We (slowly) want to begin organizing the constraint’s of your child’s close-up activities, now that we have a baseline of centimeter and a differential prescription.

Up until now, you may not have been aware of close-up, as the culprit of your child’s myopia.  Now that you do, we need to redefine distance, in a way that does not create animosity or confusion – meaning observing one close-up habit at a time, and adjusting it for safe distance, use of differential prescription, and time limits.

We will discuss some of these concepts separately.  Please take some time to implement them as you make it to that installment.  Things get lost in the shuffle too easily otherwise, and our pace of two installments a week is designed to give you time to apply new concepts.

There are two main components to close-up:  Distance and time.

If we observe neither, we may have a child that spends three hours at 20cm from a screen – which almost certainly guarantees significant myopia in the child’s future.

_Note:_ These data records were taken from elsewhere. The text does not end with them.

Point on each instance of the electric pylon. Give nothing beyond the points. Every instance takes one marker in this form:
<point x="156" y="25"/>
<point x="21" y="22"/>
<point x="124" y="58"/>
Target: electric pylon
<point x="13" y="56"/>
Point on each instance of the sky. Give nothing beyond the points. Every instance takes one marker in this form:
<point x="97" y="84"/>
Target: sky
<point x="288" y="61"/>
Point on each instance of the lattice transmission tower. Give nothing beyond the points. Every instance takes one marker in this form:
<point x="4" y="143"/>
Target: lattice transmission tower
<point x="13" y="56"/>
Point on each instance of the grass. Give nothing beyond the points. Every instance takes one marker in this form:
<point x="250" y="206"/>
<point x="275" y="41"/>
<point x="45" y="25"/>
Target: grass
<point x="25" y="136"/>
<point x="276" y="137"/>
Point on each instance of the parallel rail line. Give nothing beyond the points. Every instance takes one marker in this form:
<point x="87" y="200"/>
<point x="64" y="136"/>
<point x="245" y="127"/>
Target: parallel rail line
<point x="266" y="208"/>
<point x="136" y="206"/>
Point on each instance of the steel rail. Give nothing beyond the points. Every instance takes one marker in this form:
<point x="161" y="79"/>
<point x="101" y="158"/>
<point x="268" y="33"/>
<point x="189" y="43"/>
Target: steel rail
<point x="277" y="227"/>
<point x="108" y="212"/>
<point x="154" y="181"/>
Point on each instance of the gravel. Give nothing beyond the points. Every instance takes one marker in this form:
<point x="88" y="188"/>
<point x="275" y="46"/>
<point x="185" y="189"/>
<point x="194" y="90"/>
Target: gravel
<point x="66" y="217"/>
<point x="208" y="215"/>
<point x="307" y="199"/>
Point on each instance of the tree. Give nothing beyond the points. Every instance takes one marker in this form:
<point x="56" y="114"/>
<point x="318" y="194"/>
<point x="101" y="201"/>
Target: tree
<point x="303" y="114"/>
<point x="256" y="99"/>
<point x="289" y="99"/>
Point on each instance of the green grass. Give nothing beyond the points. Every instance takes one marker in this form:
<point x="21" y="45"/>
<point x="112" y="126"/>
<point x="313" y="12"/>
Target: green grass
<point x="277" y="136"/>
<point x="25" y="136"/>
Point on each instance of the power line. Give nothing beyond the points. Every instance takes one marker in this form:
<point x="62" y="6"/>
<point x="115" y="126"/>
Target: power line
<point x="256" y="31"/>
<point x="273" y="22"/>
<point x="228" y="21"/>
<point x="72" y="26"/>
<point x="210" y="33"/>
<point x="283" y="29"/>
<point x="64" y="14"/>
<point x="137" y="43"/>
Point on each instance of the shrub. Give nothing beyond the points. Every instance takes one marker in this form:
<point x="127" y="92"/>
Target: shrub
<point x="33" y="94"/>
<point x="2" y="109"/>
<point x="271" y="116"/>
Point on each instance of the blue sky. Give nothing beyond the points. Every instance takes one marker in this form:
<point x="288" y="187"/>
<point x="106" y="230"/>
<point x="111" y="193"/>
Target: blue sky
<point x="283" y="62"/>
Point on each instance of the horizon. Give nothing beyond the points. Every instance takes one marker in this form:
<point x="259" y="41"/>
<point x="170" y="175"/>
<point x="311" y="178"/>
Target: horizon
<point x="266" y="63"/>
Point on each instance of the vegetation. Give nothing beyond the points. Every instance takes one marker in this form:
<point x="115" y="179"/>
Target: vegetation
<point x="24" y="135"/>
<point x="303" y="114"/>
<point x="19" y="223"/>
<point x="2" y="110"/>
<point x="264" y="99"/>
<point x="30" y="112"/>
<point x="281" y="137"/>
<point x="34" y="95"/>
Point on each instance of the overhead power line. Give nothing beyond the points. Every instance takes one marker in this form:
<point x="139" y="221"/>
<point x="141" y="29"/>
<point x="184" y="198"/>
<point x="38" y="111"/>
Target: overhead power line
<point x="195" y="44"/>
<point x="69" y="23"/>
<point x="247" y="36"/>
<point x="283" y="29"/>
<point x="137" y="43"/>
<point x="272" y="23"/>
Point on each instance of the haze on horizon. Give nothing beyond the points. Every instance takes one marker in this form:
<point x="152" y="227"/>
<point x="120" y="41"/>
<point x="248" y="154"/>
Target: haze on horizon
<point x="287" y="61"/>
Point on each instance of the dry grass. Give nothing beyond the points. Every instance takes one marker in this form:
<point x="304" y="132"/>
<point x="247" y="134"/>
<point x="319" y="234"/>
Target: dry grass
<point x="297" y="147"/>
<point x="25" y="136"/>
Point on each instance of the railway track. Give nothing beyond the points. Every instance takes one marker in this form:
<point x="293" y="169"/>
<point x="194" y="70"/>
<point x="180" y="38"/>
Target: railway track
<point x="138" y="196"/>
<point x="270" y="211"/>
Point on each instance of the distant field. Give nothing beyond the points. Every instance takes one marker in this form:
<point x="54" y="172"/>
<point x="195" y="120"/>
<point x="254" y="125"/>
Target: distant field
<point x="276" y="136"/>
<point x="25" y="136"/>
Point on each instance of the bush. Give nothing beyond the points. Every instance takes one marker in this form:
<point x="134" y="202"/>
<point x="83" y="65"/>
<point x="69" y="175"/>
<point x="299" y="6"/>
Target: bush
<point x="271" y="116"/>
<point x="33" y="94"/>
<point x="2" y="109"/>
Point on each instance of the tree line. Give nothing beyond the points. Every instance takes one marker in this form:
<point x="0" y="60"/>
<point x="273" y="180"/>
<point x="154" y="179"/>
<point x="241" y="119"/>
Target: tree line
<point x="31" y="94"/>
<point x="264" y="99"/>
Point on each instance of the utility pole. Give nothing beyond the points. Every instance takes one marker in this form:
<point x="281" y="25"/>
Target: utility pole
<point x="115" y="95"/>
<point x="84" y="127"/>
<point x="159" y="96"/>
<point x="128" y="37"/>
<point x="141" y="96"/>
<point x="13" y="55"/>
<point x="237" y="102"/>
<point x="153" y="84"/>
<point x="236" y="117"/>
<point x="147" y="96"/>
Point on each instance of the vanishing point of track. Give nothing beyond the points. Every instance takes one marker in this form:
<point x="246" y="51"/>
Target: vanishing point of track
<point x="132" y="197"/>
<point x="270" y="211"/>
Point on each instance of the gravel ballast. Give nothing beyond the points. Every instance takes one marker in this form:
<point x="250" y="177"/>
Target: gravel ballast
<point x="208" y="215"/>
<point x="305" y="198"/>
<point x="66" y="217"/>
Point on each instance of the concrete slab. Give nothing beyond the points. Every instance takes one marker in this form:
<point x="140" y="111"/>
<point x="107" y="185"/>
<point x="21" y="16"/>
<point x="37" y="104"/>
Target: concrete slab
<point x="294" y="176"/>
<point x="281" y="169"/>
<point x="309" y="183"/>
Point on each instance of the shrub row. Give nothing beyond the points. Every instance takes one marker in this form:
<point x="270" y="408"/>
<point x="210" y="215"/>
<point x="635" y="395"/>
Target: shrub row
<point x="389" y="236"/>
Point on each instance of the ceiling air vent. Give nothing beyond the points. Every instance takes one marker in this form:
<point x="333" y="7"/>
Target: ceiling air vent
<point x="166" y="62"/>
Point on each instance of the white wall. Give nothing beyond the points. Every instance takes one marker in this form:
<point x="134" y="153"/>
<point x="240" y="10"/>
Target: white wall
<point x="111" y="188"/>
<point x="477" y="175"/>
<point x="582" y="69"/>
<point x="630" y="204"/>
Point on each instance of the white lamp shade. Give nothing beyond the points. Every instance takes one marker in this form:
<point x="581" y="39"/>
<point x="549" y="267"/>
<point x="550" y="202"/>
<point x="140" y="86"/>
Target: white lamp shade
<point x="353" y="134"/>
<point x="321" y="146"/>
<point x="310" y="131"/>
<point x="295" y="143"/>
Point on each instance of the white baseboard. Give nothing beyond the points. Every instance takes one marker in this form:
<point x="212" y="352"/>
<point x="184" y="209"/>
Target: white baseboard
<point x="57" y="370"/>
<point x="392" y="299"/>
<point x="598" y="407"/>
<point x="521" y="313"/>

Our goal is to affect both time and distance, without creating a major desire for the child to cheat.  This requires slow and modest changes, to give the child’s mind time to adapt.  This is quite important!

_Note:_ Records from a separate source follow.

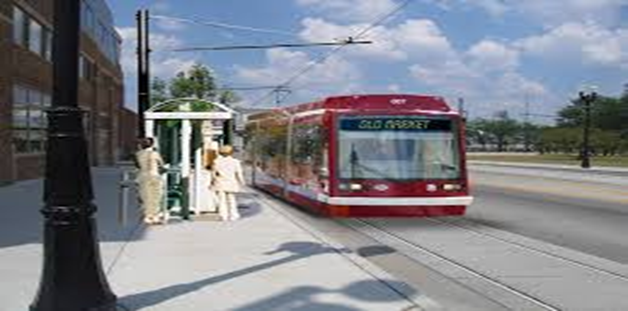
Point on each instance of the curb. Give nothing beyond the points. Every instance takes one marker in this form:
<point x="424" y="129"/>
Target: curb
<point x="613" y="171"/>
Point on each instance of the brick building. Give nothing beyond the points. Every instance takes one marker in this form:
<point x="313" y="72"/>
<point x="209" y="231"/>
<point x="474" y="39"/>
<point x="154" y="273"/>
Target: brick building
<point x="26" y="86"/>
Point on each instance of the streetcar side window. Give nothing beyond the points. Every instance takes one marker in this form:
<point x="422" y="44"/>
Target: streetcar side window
<point x="307" y="156"/>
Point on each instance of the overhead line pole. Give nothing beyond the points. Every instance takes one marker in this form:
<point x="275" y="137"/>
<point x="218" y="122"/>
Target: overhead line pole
<point x="143" y="69"/>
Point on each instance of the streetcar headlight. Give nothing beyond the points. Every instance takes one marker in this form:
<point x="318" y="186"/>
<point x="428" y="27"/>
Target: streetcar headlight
<point x="452" y="187"/>
<point x="355" y="187"/>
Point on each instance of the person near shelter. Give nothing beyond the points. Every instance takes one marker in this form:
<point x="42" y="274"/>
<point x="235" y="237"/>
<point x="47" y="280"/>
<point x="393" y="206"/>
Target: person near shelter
<point x="209" y="195"/>
<point x="228" y="179"/>
<point x="149" y="163"/>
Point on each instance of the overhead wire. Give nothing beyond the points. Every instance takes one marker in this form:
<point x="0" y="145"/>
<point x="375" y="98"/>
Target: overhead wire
<point x="225" y="25"/>
<point x="383" y="18"/>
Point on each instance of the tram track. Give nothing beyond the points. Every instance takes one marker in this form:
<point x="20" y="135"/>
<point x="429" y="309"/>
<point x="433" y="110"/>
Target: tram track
<point x="552" y="255"/>
<point x="483" y="276"/>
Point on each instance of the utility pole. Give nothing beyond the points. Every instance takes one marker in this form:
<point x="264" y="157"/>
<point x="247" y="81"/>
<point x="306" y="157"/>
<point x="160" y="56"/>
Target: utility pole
<point x="461" y="110"/>
<point x="526" y="125"/>
<point x="143" y="69"/>
<point x="72" y="278"/>
<point x="278" y="91"/>
<point x="588" y="99"/>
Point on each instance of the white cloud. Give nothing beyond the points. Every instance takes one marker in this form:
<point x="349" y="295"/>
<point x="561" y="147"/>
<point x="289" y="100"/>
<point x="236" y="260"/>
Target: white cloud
<point x="488" y="55"/>
<point x="351" y="10"/>
<point x="554" y="13"/>
<point x="384" y="46"/>
<point x="164" y="64"/>
<point x="333" y="76"/>
<point x="170" y="25"/>
<point x="546" y="12"/>
<point x="588" y="43"/>
<point x="417" y="39"/>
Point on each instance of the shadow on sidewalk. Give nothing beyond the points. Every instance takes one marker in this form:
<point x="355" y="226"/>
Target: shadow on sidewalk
<point x="22" y="223"/>
<point x="299" y="298"/>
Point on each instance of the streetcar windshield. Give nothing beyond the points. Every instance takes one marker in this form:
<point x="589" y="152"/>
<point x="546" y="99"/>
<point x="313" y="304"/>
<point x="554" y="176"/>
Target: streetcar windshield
<point x="397" y="147"/>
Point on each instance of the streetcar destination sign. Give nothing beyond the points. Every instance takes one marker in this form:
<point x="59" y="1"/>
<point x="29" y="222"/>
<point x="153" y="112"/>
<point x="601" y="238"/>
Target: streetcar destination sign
<point x="394" y="124"/>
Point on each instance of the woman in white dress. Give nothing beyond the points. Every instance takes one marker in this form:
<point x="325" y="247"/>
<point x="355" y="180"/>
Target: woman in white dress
<point x="228" y="179"/>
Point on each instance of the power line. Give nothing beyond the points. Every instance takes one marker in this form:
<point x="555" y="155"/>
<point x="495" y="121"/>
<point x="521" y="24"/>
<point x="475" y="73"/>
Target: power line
<point x="324" y="57"/>
<point x="269" y="46"/>
<point x="225" y="25"/>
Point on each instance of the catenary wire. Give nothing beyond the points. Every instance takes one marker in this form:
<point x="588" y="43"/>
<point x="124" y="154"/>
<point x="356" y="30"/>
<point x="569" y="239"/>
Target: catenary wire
<point x="383" y="18"/>
<point x="225" y="25"/>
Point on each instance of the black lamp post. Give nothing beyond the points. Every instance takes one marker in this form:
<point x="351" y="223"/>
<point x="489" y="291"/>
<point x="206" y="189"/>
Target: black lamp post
<point x="587" y="98"/>
<point x="72" y="277"/>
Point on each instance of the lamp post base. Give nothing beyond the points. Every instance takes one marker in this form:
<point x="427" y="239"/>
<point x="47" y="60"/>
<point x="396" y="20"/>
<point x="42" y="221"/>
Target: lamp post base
<point x="72" y="278"/>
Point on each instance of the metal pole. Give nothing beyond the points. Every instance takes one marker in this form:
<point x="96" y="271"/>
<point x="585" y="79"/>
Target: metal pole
<point x="588" y="100"/>
<point x="143" y="69"/>
<point x="72" y="278"/>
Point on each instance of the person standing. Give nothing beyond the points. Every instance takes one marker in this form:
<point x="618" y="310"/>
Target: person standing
<point x="227" y="180"/>
<point x="149" y="163"/>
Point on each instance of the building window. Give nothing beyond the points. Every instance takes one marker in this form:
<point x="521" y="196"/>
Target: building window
<point x="87" y="68"/>
<point x="29" y="120"/>
<point x="47" y="45"/>
<point x="19" y="26"/>
<point x="34" y="38"/>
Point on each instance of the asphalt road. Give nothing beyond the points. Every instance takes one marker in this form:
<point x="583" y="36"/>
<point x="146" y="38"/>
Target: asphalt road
<point x="590" y="216"/>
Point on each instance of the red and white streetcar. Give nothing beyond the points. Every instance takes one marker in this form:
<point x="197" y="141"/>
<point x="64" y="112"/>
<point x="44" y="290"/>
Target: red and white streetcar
<point x="363" y="156"/>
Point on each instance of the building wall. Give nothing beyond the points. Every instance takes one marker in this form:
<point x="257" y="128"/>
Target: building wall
<point x="28" y="80"/>
<point x="6" y="157"/>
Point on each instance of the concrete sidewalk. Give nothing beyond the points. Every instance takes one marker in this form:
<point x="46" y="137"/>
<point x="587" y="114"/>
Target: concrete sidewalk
<point x="265" y="261"/>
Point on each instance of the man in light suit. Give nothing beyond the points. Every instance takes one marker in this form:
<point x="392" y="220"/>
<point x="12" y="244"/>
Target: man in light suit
<point x="227" y="180"/>
<point x="149" y="162"/>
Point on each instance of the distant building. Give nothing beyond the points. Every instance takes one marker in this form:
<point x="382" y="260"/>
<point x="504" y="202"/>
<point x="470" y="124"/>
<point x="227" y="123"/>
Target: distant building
<point x="26" y="86"/>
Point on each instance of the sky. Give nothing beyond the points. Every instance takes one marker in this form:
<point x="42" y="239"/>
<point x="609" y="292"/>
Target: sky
<point x="495" y="55"/>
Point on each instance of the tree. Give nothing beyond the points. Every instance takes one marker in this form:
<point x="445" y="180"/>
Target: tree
<point x="197" y="82"/>
<point x="159" y="91"/>
<point x="228" y="97"/>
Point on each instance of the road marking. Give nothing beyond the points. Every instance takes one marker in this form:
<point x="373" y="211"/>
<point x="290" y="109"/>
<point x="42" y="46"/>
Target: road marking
<point x="569" y="190"/>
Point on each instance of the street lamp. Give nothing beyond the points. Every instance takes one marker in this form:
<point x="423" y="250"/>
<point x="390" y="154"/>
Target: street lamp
<point x="587" y="97"/>
<point x="72" y="278"/>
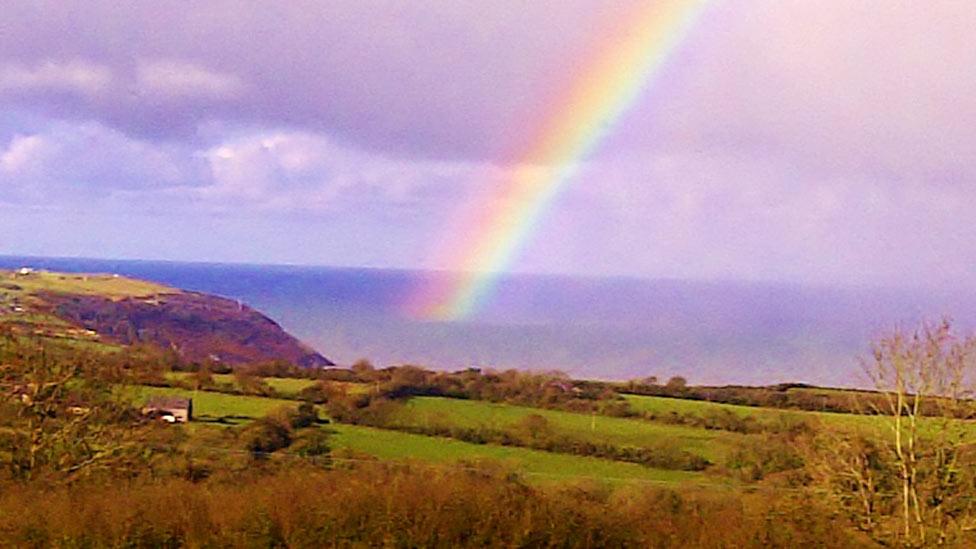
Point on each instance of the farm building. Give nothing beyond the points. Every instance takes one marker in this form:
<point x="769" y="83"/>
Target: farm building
<point x="169" y="409"/>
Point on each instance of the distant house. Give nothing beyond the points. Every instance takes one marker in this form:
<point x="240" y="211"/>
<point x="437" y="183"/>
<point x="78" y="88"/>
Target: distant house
<point x="169" y="409"/>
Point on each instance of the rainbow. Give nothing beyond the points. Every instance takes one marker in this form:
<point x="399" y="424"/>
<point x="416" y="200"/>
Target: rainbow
<point x="608" y="84"/>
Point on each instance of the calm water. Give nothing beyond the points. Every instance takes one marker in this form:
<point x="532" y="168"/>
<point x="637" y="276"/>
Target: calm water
<point x="728" y="332"/>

Think of diets – if you have any experience with them, you probably know the feeling of wanting to gorge yourself, the longer the food restriction continues.

The same psychological trigger happens, if we suddenly or excessively change the child’s habits.  Let’s avoid this.

Let’s start by looking at distance, for the child’s most common close-up activity.  Most common being defined by frequency of the activity.  It could be TV, playing computer, games, or reading.  Any static close-up activity (playing with toys doesn’t count here).

Take a week, if you are unsure, and keep a log of hours of each activity.  If you are certain, still write down a list of activities, and time spent per week.

Let’s get to the biggest one, first.

Depending on the type of activity, and the degree of myopia, we need to be creative here (use the forum, or e-mail if you are in one-on-one, for suggestions from me).

If it’s TV, and at more than 120cm, we are ok to shelve that one for later.

Computer games, or books, we need to address first.  Ergonomics here, are important.  Laying on the living room floor, with the iPad 10cm from the child’s face, definitely needs to be stopped immediately.  Likewise, smartphones are a bad idea altogether.  In case of tablets, we need to establish use that creates a fixed distance.  This could be putting the device on a stand, on a table, at a fixed position from a chair.  I have seen parents get creative, with permanently mounting stands, and disallowing use of the device outside of the stand (as example).

Remember, it is the habit, we need to build.  We have to keep the child at a good 50cm or so from that device, at all times, at minimum.

Of course, we never, ever, ever want to have the child use a regular minus prescription for any close-up work.  That, of all things, is the biggest no-no of all.  Treat it like sticking fingers into an electrical outlet, or drinking drain cleaner.  It is the single biggest trigger to rapidly increase myopia, and can’t be allowed – at all.

Books are a challenge, for ergonomics.  There too though, stands might be a solution, though that still leaves us with school as an issue – and we don’t want to tell the child to use a stand there, risking ridicule of his/her peers.

What are we doing, today?

This installment is simple:

1.  Make a log of all close-up activities, sorted by total amount of time.

2.  Pick the biggest consumer of close-up activity.

3.  Brain storm ideas to fix the distance for that activity.  Creativity may be necessary.

Keep in mind how great of a service you are doing for the child’s eyesight health.  Creating these habits not only help protect his/her eyesight now, but build a foundation for future habits – the things we get used to as children are strongly rooted and will carry us through adult life.

Getting healthy eyes with your help now, and then knowing and practicing keeping distance from things like phones and tablets, is an opportunity so many children never get.

So let’s make sure we implement the three simple steps of this installment, before moving on to the next one.